KARA: This is the bottom of the supply chain of your iPhone, of your Tesla, of your Samsung. I mean, I’m just naming those companies, it’s all of them, right? All of them. We’re not just picking on them. And here’s what you need to know, Joe, about this video. I was the first outsider to get into this mine. And that’s why it’s just a really short video that I was able to take. This is an industrial cobalt mine, where there’s not supposed to be one artisanal miner. Now, that’s the term use for people who are just digging by hand as opposed to tractors and excavators. There is not supposed to be one here. That’s what the story is told at the top of the chain. This mine, and I can name it, it’s called Shibaura, there is not supposed to be one artisanal miner here, according to the consumer-facing tech companies and EV companies buying this cobalt. Low and behold, I walk into this place, and this is what I see. There’s more than 15,000 human beings crammed into that pit, digging by hand. And if you have sound, you hear the mallets, you hear the shouting, you hear the the grunts, it’s a mass of humanity, you might expect to see a scene like this.

ROGAN: So, there’s a term that gets used, “clean cobalt”?

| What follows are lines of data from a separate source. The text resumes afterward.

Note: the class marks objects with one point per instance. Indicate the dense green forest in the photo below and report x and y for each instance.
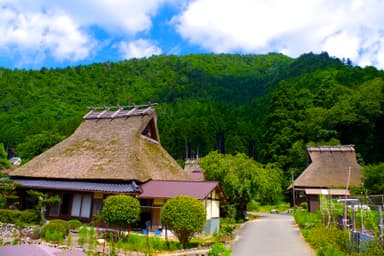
(267, 106)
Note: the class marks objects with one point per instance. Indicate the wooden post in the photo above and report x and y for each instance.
(381, 223)
(293, 190)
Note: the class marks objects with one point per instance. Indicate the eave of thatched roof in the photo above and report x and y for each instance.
(330, 167)
(107, 147)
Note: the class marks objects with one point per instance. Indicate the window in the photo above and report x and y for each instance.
(81, 205)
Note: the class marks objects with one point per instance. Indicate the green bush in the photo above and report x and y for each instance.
(184, 216)
(62, 222)
(219, 249)
(54, 236)
(53, 231)
(121, 210)
(26, 217)
(74, 224)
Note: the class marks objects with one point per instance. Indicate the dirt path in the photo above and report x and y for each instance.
(272, 235)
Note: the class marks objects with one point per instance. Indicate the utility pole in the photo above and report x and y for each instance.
(293, 189)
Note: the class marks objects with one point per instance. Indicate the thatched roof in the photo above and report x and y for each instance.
(111, 144)
(329, 167)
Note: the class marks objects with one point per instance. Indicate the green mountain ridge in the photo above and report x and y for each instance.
(267, 106)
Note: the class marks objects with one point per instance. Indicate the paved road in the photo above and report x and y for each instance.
(272, 235)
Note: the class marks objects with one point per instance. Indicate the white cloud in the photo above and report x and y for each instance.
(36, 33)
(62, 29)
(138, 49)
(292, 27)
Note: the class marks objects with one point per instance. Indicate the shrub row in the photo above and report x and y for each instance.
(56, 230)
(26, 217)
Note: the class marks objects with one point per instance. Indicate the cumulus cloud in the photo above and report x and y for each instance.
(138, 49)
(35, 33)
(344, 28)
(62, 30)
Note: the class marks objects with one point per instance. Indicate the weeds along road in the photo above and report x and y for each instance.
(272, 235)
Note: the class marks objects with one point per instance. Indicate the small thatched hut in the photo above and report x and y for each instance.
(113, 151)
(332, 170)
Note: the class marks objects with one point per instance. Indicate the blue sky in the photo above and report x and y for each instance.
(61, 33)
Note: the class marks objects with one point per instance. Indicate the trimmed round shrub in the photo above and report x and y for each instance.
(74, 224)
(62, 222)
(54, 232)
(121, 210)
(184, 216)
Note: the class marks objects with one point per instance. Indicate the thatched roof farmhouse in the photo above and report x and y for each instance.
(114, 150)
(332, 170)
(111, 144)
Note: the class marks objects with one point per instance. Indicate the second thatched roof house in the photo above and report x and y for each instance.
(332, 170)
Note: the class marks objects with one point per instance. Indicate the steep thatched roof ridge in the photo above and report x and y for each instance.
(330, 167)
(120, 148)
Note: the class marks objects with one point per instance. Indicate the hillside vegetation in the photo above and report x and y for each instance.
(267, 106)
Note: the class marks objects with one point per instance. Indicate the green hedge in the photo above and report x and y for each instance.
(74, 224)
(54, 231)
(26, 217)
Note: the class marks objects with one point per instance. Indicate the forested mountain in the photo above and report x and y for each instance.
(267, 106)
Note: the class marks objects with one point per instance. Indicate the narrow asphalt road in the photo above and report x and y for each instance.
(272, 235)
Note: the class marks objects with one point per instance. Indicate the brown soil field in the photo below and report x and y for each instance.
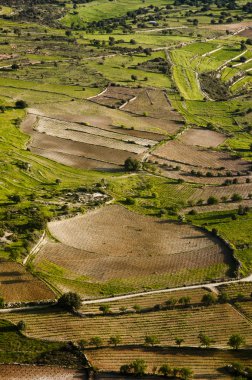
(92, 135)
(86, 135)
(157, 108)
(179, 153)
(231, 27)
(220, 206)
(246, 33)
(147, 301)
(77, 154)
(33, 372)
(116, 96)
(114, 243)
(95, 115)
(220, 191)
(202, 137)
(234, 289)
(17, 285)
(75, 161)
(167, 169)
(218, 322)
(205, 363)
(245, 308)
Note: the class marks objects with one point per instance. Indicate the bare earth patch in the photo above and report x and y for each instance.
(109, 359)
(16, 284)
(114, 243)
(202, 137)
(33, 372)
(176, 152)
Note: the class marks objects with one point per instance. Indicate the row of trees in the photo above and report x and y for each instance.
(235, 341)
(138, 367)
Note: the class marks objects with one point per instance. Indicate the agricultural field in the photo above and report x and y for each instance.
(145, 256)
(31, 372)
(19, 285)
(217, 321)
(125, 150)
(111, 359)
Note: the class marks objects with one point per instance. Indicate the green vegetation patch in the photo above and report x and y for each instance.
(16, 348)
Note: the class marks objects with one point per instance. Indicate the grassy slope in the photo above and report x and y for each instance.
(16, 348)
(236, 232)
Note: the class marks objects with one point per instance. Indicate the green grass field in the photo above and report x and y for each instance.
(235, 231)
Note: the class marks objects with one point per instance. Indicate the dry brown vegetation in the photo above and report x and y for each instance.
(144, 246)
(218, 322)
(110, 359)
(32, 372)
(17, 285)
(192, 156)
(147, 301)
(202, 137)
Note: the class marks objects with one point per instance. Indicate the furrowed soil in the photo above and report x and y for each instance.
(33, 372)
(145, 247)
(17, 285)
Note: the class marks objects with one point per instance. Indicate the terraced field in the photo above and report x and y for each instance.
(110, 359)
(191, 156)
(218, 322)
(148, 253)
(86, 85)
(17, 285)
(146, 301)
(31, 372)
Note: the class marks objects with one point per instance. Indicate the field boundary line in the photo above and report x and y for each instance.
(140, 294)
(36, 248)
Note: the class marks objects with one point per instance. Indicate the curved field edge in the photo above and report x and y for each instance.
(98, 269)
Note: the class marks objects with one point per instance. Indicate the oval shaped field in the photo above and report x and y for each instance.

KARA: There’s no clean cobalt.

ROGAN: It’s not real? 

KARA: No, no, it’s all marketing. It’s all PR, it’s a fiction, just like that place. There’s not supposed to be any artisanal mining there. It’s all done industrially. That’s the story told at the top of the chain. And people assume, people I mean, the marketing teams at big tech and EV companies, assume, well, who’s gonna go down there and actually walk into the place and grab a video that shows no, it’s actually all raw human force that is clanking that cobalt out of the ground? So there’s no clean cobalt. There’s not a single company on planet Earth that makes a device that has a rechargeable battery in it that can reliably and justifiably claim that their cobalt isn’t coming from sources like that. And that’s the truth that needs to get out there. That’s the truth people need to understand. Because this is a story that goes back generations. There’s these fictions told at the top of the chain about what conditions are like at the bottom. And truth seekers have to go find that truth and enlighten civilization so that people, people get agitated about it, and want to do something about it. So there’s no clean cobalt, let’s just make that totally, abundantly clear. And anyone that claims otherwise is either peddling in falsehoods or is recklessly ignorant of the truth.

ROGAN: Are there any industrialized cobalt mines that use machinery and don’t use slavery and don’t use child labor and don’t use these people that live in unimaginable poverty?

KARA: I’ve never seen one. And I’ve been to almost all the major industrial cobalt mines. Here’s why I say that. Number one, they all, or almost all, will have scenes like that on them. Thousands of individuals clanking away for $1 or two $2 a day, okay? They don’t have safety equipment. All that stuff, cobalt is toxic, toxic to breathe. They’re breathing it in all day.

ROGAN: No masks, no filtration systems?

KARA: No masks, no gloves, no — half those guys are in flip flops, all right? So almost all the industrial minds will have scenes like that.